И более не удостаивая взглядом капитана и не обратив ни малейшего внимания на тоскливо-жалобное: «Да я Элледок, Элледок», раздавшееся, когда она обозвала его «Аддоком», она поднялась и двинулась сквозь толпу.
Каюта была просторной и роскошной, но казалась ей ужасно тесной, и Кларисса ждала. Эрик насвистывал неподалеку, в ванной. Он всегда свистел, принимая душ, как человек, у которого на душе беззаботно, но в этом его насвистывании было нечто нарочитое, нечто натужное и почти сердитое, вызывающее у Клариссы ассоциации с чем угодно, за исключением беззаботности. Следует заметить, что притворство – одно из самых трудных деяний при кажущейся легкости, а Эрик был скверным актером, играющим легкую комедию. Беззаботность по определению предполагает умение забывать, а заставлять себя забывать требует само по себе усилий парадоксально-мучительных. Временами, когда Кларисса забывала, что он ее больше не любит, когда она забывала, что он ее больше не желает, что он ее презирает и что он ей внушает страх, он представлялся ей чуть ли не комическим персонажем. Но это случалось крайне редко; остальное время она ненавидела в самой себе неодолимую и безграничную заурядность, за которую он ее упрекал безмолвно и непрестанно, и справедливо, заурядность, заметить которую до свадьбы ему помешала обычная для влюбленных близорукость, та самая непреодолимая заурядность, которую она так и не сумела скрыть под самым толстым слоем притворства и которую ухитрилась сделать кричащей.

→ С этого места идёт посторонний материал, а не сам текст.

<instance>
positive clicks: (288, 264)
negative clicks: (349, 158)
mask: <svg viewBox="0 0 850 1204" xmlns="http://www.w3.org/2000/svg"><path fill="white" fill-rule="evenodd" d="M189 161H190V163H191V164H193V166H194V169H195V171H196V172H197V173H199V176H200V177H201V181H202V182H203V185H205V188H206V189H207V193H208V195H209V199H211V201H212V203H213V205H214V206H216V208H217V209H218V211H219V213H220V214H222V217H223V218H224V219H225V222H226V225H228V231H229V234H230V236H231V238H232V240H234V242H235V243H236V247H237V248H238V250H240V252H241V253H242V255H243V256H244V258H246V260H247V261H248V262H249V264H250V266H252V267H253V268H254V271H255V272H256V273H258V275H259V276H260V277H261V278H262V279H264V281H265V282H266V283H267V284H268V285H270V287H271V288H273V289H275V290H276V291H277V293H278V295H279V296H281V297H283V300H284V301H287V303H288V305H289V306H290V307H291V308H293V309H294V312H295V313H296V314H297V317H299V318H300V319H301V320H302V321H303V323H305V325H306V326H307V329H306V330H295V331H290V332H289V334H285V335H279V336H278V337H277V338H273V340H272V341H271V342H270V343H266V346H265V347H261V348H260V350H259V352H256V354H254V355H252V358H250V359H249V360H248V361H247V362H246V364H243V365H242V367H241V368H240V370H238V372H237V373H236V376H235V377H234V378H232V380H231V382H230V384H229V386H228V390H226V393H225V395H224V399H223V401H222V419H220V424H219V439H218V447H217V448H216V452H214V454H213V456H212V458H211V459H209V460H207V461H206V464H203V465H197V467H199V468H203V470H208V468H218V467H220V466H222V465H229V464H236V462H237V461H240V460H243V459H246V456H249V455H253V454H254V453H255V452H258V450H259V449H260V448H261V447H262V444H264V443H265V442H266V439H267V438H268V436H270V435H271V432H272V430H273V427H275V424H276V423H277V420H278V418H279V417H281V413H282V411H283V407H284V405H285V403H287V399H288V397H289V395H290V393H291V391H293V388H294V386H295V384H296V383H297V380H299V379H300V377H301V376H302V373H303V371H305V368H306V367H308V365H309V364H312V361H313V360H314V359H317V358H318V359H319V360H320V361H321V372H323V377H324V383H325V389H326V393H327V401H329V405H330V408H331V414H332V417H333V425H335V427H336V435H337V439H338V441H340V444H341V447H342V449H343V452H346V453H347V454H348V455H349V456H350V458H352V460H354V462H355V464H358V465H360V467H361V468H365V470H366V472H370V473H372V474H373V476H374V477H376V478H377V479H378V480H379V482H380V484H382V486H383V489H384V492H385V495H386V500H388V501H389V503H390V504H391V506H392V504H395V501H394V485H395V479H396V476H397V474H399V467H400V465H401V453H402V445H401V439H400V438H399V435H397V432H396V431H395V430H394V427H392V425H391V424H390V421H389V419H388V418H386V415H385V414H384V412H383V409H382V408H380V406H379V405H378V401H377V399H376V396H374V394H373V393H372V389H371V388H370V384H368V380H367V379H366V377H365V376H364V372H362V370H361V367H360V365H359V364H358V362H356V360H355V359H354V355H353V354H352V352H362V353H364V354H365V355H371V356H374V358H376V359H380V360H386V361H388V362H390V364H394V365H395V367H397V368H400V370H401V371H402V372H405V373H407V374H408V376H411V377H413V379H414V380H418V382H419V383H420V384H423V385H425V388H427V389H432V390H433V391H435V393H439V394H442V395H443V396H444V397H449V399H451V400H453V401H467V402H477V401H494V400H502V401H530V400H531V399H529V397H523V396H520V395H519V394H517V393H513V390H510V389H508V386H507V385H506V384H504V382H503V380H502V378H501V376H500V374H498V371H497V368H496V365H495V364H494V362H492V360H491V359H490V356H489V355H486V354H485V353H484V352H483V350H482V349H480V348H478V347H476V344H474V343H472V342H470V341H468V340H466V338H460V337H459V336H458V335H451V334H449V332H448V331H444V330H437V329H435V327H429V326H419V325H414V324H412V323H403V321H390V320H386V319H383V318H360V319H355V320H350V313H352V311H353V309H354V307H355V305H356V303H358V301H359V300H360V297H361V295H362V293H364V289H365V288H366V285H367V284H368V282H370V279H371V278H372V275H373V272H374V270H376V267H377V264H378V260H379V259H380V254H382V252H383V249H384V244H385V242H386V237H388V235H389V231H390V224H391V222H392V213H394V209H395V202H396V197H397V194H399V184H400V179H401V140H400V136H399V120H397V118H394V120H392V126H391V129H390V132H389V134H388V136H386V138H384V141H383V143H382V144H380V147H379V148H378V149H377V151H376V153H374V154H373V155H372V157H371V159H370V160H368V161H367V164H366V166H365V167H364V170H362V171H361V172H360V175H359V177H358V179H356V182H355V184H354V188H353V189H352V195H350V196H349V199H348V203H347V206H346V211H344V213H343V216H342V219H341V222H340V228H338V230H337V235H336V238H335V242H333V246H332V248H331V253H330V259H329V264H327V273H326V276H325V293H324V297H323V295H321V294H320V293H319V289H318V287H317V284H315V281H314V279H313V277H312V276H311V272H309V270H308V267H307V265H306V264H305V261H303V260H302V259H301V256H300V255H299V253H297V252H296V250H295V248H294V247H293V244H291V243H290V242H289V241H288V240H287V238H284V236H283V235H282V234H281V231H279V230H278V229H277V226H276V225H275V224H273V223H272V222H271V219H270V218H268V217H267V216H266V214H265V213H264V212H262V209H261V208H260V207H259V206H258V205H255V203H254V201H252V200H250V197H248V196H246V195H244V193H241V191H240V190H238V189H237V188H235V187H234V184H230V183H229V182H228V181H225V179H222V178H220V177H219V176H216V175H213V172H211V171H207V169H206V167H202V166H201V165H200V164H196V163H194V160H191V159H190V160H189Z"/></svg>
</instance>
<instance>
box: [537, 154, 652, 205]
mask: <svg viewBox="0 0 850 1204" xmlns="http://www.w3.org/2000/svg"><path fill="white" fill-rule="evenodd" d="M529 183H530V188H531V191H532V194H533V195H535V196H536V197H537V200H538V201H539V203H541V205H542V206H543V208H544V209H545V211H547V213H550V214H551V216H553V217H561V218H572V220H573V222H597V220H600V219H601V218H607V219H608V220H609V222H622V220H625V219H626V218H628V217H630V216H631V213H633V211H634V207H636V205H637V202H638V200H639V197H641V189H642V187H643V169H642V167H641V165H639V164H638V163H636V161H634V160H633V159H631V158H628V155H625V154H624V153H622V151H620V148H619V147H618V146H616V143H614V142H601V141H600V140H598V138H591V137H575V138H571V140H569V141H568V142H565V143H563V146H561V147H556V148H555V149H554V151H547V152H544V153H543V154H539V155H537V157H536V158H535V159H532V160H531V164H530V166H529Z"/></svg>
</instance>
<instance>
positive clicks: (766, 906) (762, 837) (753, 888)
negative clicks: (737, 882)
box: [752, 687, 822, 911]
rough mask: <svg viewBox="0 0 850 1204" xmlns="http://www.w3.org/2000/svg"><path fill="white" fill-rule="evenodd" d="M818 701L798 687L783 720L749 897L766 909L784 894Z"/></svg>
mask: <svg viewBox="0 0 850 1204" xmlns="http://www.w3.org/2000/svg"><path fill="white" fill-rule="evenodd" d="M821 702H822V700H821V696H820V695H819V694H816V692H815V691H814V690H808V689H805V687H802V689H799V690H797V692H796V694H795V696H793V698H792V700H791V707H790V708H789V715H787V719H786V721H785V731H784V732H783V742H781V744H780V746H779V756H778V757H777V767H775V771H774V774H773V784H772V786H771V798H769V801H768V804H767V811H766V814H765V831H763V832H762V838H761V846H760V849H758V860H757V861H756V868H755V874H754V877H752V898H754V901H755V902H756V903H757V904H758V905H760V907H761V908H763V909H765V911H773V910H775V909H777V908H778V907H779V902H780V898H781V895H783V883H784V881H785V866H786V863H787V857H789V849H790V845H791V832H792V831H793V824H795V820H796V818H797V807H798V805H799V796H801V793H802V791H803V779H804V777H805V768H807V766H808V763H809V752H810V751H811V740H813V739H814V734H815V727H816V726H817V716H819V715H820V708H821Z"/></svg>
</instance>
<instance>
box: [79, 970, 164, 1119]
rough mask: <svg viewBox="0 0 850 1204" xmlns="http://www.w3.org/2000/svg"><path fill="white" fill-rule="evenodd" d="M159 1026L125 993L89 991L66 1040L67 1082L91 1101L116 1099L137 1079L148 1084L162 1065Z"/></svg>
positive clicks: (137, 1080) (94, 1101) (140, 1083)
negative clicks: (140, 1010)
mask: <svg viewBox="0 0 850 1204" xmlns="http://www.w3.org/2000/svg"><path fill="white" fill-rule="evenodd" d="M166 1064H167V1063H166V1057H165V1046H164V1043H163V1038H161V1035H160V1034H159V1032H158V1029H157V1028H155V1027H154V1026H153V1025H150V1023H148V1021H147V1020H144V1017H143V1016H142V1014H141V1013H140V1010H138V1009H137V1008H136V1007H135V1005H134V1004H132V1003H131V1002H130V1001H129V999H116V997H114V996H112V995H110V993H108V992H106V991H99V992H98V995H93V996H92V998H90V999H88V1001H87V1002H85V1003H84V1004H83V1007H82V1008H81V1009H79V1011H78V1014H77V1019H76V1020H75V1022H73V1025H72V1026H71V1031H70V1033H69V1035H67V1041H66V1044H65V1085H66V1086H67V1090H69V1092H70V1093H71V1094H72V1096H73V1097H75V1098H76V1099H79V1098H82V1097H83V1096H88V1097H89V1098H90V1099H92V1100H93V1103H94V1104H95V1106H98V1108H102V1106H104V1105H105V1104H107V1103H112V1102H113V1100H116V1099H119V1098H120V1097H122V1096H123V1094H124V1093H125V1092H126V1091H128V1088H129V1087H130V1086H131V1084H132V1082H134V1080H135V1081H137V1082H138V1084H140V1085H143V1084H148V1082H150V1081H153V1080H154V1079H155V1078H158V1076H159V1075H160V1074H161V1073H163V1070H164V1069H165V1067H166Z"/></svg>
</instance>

Она ждала. Она плюхнулась на ближайшую к ней койку, ведь Эрик еще не решил, которую он для себя выбрал. Точнее, он еще не выбрал койку для Клариссы, ведь он, разумеется, скажет не: «Я выбираю себе левую койку рядом с иллюминатором, поскольку вид оттуда самый красивый», а: «Займи правую койку рядом с ванной, она удобнее». Впрочем, именно эту, именно правую ей и хотелось, и вовсе не из соображений комфорта или красивого вида, а просто потому, что эта койка ближе к двери. И везде: в театре, в салоне, в поезде – в любом транспорте, который ей приходилось делить с Эриком, она выбирала места поближе к выходу, будь то дверь, лестница или трап. Он пока еще не понял этого, поскольку ей всегда удавалось обставлять дело так, будто ее не устраивает его окончательное решение, прекрасно зная, что это решение будет сразу же изменено, если она покажет, что довольна. Так что сейчас она устроилась на койке слева, дальней от двери, и ждала, скрестив руки, с видом ребенка, опоздавшего на урок.